Jalapeno Popper Pizza

(originally made 6/2012)

Jake and Tim spent Father's day at an amusement park, so I was free to make whatever I wanted for lunch  :)   I had marked this to try during last week's Challenge, but never got around to it. 

I used my go-to crust, the Soft Garlic Breadstick dough.  My shallots were dried, so I let them soak for a little while with the jalapenos and oil.    I used the odds and ends of the cheese I had on hand, which was a bag of Mexican blend and some sharp cheddar.     I brushed the crush with a little oil before baking. 

Really enjoyed this one and definitely will be making it again.  I froze a few pieces to see how it will reheat, but it's pretty simple to scale the recipe back on the days that one of the non-heat loving guys are home and we do individual pies. 

I've seen this around the internet in a few places, but the recipe I used came from here

 * Exported from MasterCook *

                          Jalapeño Popper Pizza

  Amount  Measure       Ingredient -- Preparation Method
--------  ------------  --------------------------------
                        Olive oil
  4  slices  bacon -- chopped (I nuked mine and chopped with kitchen shears)
  2    jalapeños -- sliced (used jarred)
  1   shallot -- sliced (used Penzey's dried)
     1/4  cup  semolina or yellow cornmeal -- (used cornmeal)
  1 ball Fail-Proof Pizza Dough -- (used TOH's Soft Garlic breadstick recipe)
  6 ounces  cream cheese -- softened
  1 1/2 cups  grated jalapeño monterey jack cheese -- (used mexiblend, cheddar)

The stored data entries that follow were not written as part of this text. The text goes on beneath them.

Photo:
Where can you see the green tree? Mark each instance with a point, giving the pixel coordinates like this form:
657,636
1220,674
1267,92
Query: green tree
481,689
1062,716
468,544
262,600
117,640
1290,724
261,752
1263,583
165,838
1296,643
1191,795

Preheat the oven to 475 degrees F. Lightly coat a baking sheet or pizza pan with olive oil.
    Heat a small skillet over medium high heat. Add the bacon and cook until brown and crispy, about 6-8 minutes. Transfer to a paper towel-lined plate.
    In a small bowl, combine the jalapeños and shallot with 1-2 teaspoons olive oil.
    Working on a surface that has been sprinkled with semolina or cornmeal, roll out the pizza dough into a 10-inch-diameter round. Transfer to prepared baking sheet or pizza pan.
    Spread the cream cheese evenly over the top, leaving a 1-inch border.
    Top with jalapeño monterey jack, jalapenos, shallots and bacon.
    Place into oven and bake for 15-20 minutes, or until the crust is crisp and brown on the bottom and the cheese is melted on top.
    Cut the pizza into wedges and serve immediately.